Nous avons quelque peine aujourd’hui à nous figurer un public allant au-devant des interdictions et prêt à enchérir sur les défenses. Le linguiste, en ceci, a contribué à l’éducation du public. Le linguiste moderne ne repousse rien : tout ce qui existe a sa raison d’être… Mais le point de vue de ces législateurs était autre : et si nous considérons les langues où une période de réglementation a manqué, nous ne pouvons nous empêcher de constater qu’elles gardent comme un manque d’éducation première. Ce qu’on doit regretter seulement, c’est que l’épuration ne soit venue de meilleure heure. Les guerres de religion ont amené un retard de plus d’un demi-siècle. Disciplinée soixante ans plus tôt, la langue aurait gardé plus de souplesse, car ces bons maîtres étaient aussi appliqués à conserver qu’à émonder, et comme ils avaient soin « de toutes les grâces de notre langue », ils auraient sans doute sauvé quelques-unes des vieilles franchises[1].

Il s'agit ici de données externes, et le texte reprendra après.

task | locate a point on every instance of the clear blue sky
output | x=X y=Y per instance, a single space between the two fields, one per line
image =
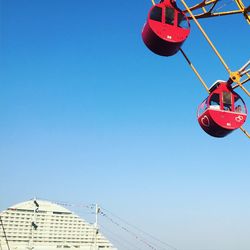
x=88 y=114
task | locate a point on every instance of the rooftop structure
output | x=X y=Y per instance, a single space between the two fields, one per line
x=41 y=225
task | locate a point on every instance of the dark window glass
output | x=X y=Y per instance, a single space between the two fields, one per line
x=169 y=16
x=227 y=100
x=156 y=14
x=182 y=21
x=215 y=99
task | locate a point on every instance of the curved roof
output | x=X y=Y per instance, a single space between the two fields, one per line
x=43 y=205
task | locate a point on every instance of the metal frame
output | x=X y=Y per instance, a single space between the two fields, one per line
x=234 y=76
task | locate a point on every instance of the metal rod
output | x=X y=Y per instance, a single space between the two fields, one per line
x=207 y=38
x=195 y=71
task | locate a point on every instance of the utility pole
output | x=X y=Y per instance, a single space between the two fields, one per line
x=5 y=236
x=97 y=210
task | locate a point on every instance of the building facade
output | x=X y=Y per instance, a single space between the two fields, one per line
x=40 y=225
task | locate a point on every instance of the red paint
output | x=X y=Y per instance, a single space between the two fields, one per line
x=165 y=35
x=223 y=111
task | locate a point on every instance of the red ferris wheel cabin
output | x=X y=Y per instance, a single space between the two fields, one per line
x=166 y=29
x=222 y=111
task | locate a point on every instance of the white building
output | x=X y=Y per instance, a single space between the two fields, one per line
x=41 y=225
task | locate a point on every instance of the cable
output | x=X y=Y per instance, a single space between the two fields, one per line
x=156 y=239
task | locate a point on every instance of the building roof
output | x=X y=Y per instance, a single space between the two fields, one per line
x=42 y=224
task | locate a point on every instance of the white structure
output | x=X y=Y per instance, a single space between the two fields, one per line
x=42 y=225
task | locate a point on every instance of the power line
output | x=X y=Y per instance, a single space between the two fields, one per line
x=151 y=236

  1. Je citerai comme exemple le gérondif, dont l’emploi a été réglementé à l’excès. Pour faire comprendre ce que je veux dire, prenons cette phrase : « Mon père m’a fait en partant mille recommandations ». Aujourd’hui la grammaire veut que « en partant » s’entende exclusivement du sujet. Il y a là quelque exagération, car « en partant » n’est pas autre chose que « au moment du départ », et c’est à nous de l’interpréter comme il convient d’après le sens général. L’italien s’est réservé à cet égard plus de liberté. Il est juste d’ajouter que cette règle n’est pas encore complètement observée au xviie siècle.